LONDON — Bucking a trend, Beeb commercial division BBC Worldwide has announced a 28% increase in its exports to £220 million ($350 million) for 2000, up on 1999’s $270 million, with exports exceeding imports.
Results come despite a recent government report asserting that the U.K.’s TV trade deficit has risen by 60% to $640 million, due to the popularity of American shows like “Friends,” “ER” and “The West Wing.” Exports were slow at $704 million in 1998 while imports rose from $1.11 billion in the same year to $1.35 billion in 1999. The U.S. has 80% of the global market compared with Britain’s modest 3%.
Cash cow in kid fare
The BBC accounted for 51% of total U.K. exports amounting to $540 million in 1999. The bulk of the BBC’s sales success stems from the demand for children’s programs such as “Teletubbies” and “The Tweenies.” The rest of the export market is showing a decline because of a marked increase in local production of generic dramas and soaps in key areas.

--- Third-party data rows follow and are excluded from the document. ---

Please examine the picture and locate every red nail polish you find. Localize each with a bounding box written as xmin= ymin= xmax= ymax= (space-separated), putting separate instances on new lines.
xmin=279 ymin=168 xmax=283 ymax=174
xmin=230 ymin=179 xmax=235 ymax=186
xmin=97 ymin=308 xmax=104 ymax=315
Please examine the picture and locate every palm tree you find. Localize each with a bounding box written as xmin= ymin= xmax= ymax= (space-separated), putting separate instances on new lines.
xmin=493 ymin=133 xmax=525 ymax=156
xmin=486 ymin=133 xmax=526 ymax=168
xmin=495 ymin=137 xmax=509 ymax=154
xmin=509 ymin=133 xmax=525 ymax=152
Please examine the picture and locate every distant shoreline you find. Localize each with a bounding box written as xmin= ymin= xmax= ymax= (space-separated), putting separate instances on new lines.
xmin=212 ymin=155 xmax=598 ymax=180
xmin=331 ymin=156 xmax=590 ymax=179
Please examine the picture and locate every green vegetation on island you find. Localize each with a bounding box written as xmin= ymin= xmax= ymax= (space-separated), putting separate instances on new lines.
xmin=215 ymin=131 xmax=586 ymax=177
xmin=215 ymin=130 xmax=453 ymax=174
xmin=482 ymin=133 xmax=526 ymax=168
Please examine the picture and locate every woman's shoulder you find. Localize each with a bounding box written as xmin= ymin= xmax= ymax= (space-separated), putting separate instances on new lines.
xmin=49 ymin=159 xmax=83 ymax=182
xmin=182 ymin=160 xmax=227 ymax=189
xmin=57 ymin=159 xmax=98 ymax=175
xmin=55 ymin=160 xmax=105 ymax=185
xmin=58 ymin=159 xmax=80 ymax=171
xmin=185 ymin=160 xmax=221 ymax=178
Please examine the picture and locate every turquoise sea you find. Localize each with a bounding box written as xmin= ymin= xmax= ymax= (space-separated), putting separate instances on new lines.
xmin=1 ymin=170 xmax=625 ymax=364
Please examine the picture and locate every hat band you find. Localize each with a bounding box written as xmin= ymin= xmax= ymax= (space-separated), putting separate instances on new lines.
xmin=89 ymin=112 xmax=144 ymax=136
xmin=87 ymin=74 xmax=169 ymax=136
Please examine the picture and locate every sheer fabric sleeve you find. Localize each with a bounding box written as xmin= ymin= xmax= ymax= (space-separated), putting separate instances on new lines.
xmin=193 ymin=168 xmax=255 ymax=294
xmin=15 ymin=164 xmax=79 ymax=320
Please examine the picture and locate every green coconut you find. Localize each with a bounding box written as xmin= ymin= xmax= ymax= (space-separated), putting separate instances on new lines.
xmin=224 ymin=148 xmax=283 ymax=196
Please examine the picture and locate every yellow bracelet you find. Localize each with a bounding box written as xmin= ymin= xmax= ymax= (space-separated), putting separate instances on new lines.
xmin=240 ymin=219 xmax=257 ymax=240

According to BBC Worldwide chief exec Rupert Gavin, American acquisitions are still “a cheap way of delivering an audience.” Gavin said the BBC’s success was attributable to its highly visible platforms around the world, making for a substantial global business. “Key factors have been the success of our programs, channels, branded blocks and the reversioning of programs such as ‘Top of the Pops’ for local markets.”